Newby and Scalby is a civil parish in the Scarborough district of North Yorkshire, England, formed by the smaller southern area of Newby and the larger, northern, area of Scalby.

Geography

The shape of the parish is a rectangle perpendicular to the coast, omitting the south-east corner which is the sea life centre and park of Scarborough, with a north-west rectangular projection most of which is closer to Burniston than Scalby.  The village forms one large cluster in the mid-south of this area traversed by several small roads and passing through is a section of the relatively minor A171.  Newby is south of the Scalby Beck (or Sea Cut) and is physically undivided from the rest of Scarborough.  The coast here is cliffs topped by the Cleveland Way including Scalby Ness.

Demography
According to the 2011 UK census, Newby and Scalby parish had a population of 9,513.  At the time of the last census the rate of home ownership (with or without a loan) was greater than the average in the district and the proportion of social housing was significantly lower in terms of housing stock. The population here had decreased by 2.4% from the 2001 UK census figure of 9,748.

Amenities
Scalby has the high street of the two settlements, commercial at street-level leading westward and upwards into the North York Moors National Park.

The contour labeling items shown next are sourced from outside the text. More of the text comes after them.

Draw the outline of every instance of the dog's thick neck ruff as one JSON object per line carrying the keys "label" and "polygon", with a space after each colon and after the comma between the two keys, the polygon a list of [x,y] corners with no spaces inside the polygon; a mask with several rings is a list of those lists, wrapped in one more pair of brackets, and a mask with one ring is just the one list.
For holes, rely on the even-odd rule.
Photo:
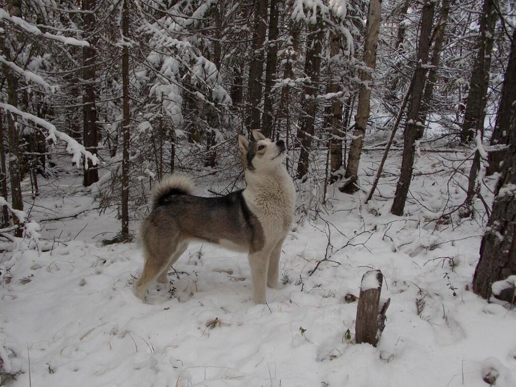
{"label": "dog's thick neck ruff", "polygon": [[[247,187],[243,195],[252,211],[260,219],[264,230],[290,228],[295,204],[295,189],[283,162],[285,146],[273,142],[260,133],[253,132],[255,141],[241,136],[242,153]],[[271,223],[271,227],[267,223]]]}
{"label": "dog's thick neck ruff", "polygon": [[191,180],[179,175],[155,187],[152,211],[142,222],[145,265],[136,294],[145,297],[154,280],[167,272],[192,240],[248,253],[254,301],[267,302],[266,288],[277,288],[283,241],[294,217],[295,190],[283,165],[285,144],[253,132],[250,142],[239,136],[247,187],[216,198],[194,195]]}

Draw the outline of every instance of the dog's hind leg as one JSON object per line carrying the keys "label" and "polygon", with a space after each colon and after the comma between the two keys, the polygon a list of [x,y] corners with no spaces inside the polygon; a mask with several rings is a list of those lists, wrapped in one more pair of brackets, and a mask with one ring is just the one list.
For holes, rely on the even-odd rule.
{"label": "dog's hind leg", "polygon": [[135,286],[137,297],[142,300],[145,298],[145,294],[150,283],[164,271],[168,270],[170,266],[167,265],[170,259],[170,252],[175,251],[176,249],[176,246],[173,245],[160,246],[152,252],[144,248],[145,265]]}
{"label": "dog's hind leg", "polygon": [[254,302],[257,304],[267,303],[267,268],[270,254],[270,250],[249,254]]}
{"label": "dog's hind leg", "polygon": [[269,267],[267,271],[267,285],[274,289],[278,288],[278,279],[280,271],[280,256],[281,255],[281,247],[283,245],[284,238],[282,238],[274,247],[269,259]]}
{"label": "dog's hind leg", "polygon": [[186,248],[188,247],[188,244],[187,243],[183,243],[181,244],[178,247],[177,250],[174,251],[172,255],[170,255],[170,259],[169,260],[168,264],[165,267],[165,270],[159,275],[159,277],[158,277],[158,282],[160,283],[165,283],[167,282],[167,273],[168,272],[169,269],[170,267],[173,265],[179,259],[179,257],[185,252]]}

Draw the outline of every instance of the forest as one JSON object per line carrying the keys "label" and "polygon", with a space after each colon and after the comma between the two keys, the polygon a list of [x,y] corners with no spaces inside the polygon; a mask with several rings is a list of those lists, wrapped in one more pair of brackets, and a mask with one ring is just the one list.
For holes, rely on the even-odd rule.
{"label": "forest", "polygon": [[[0,385],[516,385],[513,2],[0,0]],[[136,298],[153,188],[254,131],[280,288],[199,243]]]}

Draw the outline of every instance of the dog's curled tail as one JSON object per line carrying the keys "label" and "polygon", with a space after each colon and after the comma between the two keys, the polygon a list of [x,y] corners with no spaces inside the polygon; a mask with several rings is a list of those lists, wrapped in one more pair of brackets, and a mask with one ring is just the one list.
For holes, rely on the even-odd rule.
{"label": "dog's curled tail", "polygon": [[173,195],[191,195],[195,184],[185,175],[172,174],[164,177],[152,190],[152,209],[167,202]]}

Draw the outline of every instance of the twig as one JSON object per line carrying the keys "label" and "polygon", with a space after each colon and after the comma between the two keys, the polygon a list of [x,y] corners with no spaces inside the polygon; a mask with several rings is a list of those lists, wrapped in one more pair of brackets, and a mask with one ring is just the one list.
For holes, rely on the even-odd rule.
{"label": "twig", "polygon": [[373,194],[374,194],[375,191],[376,190],[376,186],[378,185],[378,181],[380,180],[380,175],[381,174],[382,171],[383,170],[383,165],[385,164],[385,161],[387,160],[387,155],[389,154],[389,151],[391,148],[391,146],[392,145],[392,142],[394,140],[394,136],[396,135],[396,131],[398,130],[398,126],[399,125],[399,122],[401,121],[401,117],[403,116],[403,112],[405,110],[405,106],[407,105],[407,103],[409,101],[409,96],[412,92],[412,87],[414,85],[414,80],[415,78],[416,72],[416,71],[414,70],[414,73],[412,74],[412,77],[410,79],[410,84],[409,85],[409,88],[407,90],[407,92],[405,93],[405,96],[403,98],[403,102],[401,103],[401,106],[399,108],[399,111],[398,112],[398,116],[396,118],[396,121],[394,122],[394,126],[393,127],[392,130],[391,131],[391,137],[389,138],[389,142],[387,143],[385,151],[383,153],[383,157],[382,158],[382,161],[380,163],[380,166],[378,167],[378,170],[376,172],[376,176],[375,178],[375,181],[373,183],[373,186],[371,187],[371,190],[369,191],[369,195],[367,195],[367,197],[364,202],[364,203],[366,204],[367,204],[367,202],[371,200],[371,198],[373,197]]}

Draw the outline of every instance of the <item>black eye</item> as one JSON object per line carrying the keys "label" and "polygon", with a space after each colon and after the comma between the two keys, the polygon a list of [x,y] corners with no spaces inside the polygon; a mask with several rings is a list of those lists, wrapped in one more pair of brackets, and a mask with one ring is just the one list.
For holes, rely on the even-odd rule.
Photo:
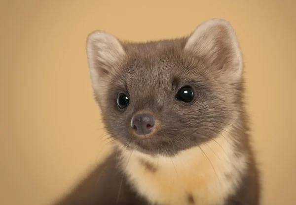
{"label": "black eye", "polygon": [[117,97],[117,106],[120,109],[123,109],[128,105],[129,101],[125,94],[120,93]]}
{"label": "black eye", "polygon": [[192,88],[188,86],[185,86],[180,89],[176,95],[177,100],[189,103],[193,100],[194,96]]}

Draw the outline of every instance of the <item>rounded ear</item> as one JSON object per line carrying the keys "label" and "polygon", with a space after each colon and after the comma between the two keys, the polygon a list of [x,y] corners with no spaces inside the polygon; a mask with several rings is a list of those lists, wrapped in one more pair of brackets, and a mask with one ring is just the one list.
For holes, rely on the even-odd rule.
{"label": "rounded ear", "polygon": [[212,68],[240,79],[243,62],[235,31],[230,24],[213,19],[200,25],[189,37],[184,50],[204,59]]}
{"label": "rounded ear", "polygon": [[115,65],[125,53],[116,38],[101,30],[95,30],[88,35],[86,52],[93,88],[99,89],[101,82],[115,71]]}

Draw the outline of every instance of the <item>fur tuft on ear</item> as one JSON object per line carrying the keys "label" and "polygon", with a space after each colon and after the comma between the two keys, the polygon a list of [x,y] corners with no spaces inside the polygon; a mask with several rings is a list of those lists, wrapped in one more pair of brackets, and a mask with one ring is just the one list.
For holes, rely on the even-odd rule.
{"label": "fur tuft on ear", "polygon": [[213,19],[200,25],[189,37],[184,50],[202,58],[214,69],[239,80],[243,69],[240,49],[230,24]]}
{"label": "fur tuft on ear", "polygon": [[88,35],[86,51],[93,88],[97,90],[101,82],[115,71],[116,63],[125,53],[116,38],[101,30]]}

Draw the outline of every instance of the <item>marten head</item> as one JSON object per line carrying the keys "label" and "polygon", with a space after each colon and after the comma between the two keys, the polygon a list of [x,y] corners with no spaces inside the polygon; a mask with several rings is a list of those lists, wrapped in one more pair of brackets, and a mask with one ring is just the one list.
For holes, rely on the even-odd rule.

Scarborough RUFC, play and train immediately north of the built-up area.  A separate ground in Scarborough itself is the ground of Scarborough Pirates ARLFC.

Scalby Cricket Club and Scalby Football Club share a ground on Carr Lane.

The 13th-century parish church to St Laurence in Scalby  was modified to include a tower since 1683 and is a grade II* listed building, the middle category of listing.

Newby and Scalby Primary School is the main amenity named after both villages or suburbs. Scalby School is local secondary school in the parish.